N_columns <- ncol(SNPs_scaled)
barplot(var_out,
        main = "Percent variation Scree plot",
        ylab = "Percent variation explained")
abline(h = 1/N_columns*100, col = 2, lwd = 2)

The variance is set at the x axis since there is not alarge varienve seen between the PCs overall.

Making a Biplot

Using biplot(), create a biplot for our scaled pca.

biplot(pca_scaled)

Our data has multiple dimensions, therefore the biplot will be too jumbled to properly depict our scaled pca.

Extract PCA Scores

Get PCA scores using vegan::scores on the scaled pca.
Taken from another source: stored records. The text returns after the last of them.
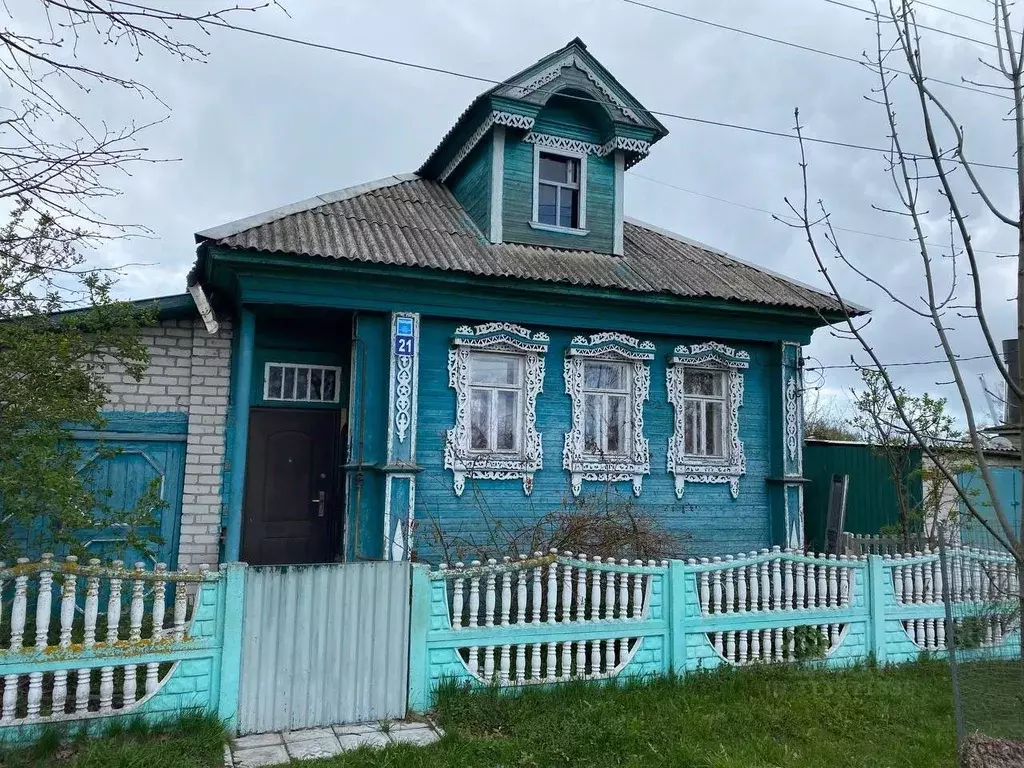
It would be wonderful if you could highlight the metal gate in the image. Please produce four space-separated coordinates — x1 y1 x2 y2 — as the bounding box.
238 561 411 735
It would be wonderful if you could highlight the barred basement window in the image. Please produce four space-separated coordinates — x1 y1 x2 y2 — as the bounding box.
264 363 342 403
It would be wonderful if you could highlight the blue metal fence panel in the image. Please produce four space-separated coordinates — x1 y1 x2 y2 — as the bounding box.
237 561 411 735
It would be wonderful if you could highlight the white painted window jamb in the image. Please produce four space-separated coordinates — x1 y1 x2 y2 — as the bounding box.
490 125 505 244
613 150 625 255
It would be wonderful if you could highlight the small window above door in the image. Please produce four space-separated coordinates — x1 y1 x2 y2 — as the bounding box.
264 363 342 403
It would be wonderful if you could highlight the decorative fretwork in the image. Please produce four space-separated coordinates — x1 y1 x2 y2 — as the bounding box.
523 132 601 156
563 333 654 496
439 111 536 182
784 375 799 464
599 136 651 157
444 323 549 496
666 342 749 499
506 53 642 124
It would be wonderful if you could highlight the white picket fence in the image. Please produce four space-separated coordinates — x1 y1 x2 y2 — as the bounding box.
0 555 209 725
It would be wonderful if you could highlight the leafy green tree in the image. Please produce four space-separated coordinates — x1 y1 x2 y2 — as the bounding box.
0 202 157 561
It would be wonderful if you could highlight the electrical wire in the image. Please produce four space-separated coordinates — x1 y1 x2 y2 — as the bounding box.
622 0 1007 101
805 354 997 370
199 18 1020 172
823 0 998 49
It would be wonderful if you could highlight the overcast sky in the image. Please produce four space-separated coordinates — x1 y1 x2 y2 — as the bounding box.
33 0 1023 424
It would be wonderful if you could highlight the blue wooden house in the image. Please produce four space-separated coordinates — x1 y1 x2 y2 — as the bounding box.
83 39 850 570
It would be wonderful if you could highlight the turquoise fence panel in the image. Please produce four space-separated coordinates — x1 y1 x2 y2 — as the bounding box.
409 546 1022 709
0 558 242 743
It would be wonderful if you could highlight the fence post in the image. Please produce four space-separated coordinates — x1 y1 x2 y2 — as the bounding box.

pca_scores <- vegan::scores(pca_scaled)

Create a vector of the population IDs for each pca score.

pop_id <- c("Nel","Nel","Nel","Nel","Nel","Nel","Nel","Nel",
"Nel", "Nel", "Nel", "Nel", "Nel", "Nel", "Nel", "Alt",
"Alt", "Alt", "Alt", "Alt", "Alt", "Alt", "Alt", "Alt",
"Alt", "Alt", "Alt", "Alt", "Alt", "Alt", "Sub", "Sub",
"Sub", "Sub", "Sub", "Sub", "Sub", "Sub", "Sub", "Sub",
"Sub", "Cau", "Cau", "Cau", "Cau", "Cau", "Cau", "Cau",
"Cau", "Cau", "Cau", "Cau", "Cau", "Div", "Div", "Div",
"Div", "Div", "Div", "Div", "Div", "Div", "Div", "Div",
"Div", "Div", "Div", "Div")

Create a df using data.frame() of the population ids and pca scores, and assign it to pca_scores2.

pca_scores2 <- data.frame(pop_id,
                              pca_scores)

Create a Scatterplot

We can plot our data and compare the variance between PC1 and PC2 using a scatterplot.

TODO: UPDATE PLOT WITH TITLE TODO: UPDATE X and Y AXES WITH AMOUNT OF VARIATION EXPLAINED

var_out <- PCA_variation(summary_out_scaled,PCs = 1)
print(var_out)

## [1] 19.9

var_out <- PCA_variation(summary_out_scaled,PCs = 2)
print(var_out)

##  PC1  PC2 
## 19.9  2.3

ggpubr::ggscatter(data = pca_scores2,
                  y = "PC2",
                  x = "PC1",
                  color = "pop_id",
                  shape = "pop_id",
                  xlab = "PC1 (19.9% variation)",
                  ylab = "PC2 (2.3% variation)",
                  main = "PC1 vs PC2 Variance")

We can see that the data plotted has 3 groups. The “Sub” group forms near -10 on the X-axis and goes up to about -3 on the Y-axis (purple). The “Alt” and “Nel” groups are a second group that groups together still on -10 by the X-axis, but higher up on the Y-axis ( about 0 to 10 for PC2). “Cau” and “Div” are on the opposite side of the scatterplot.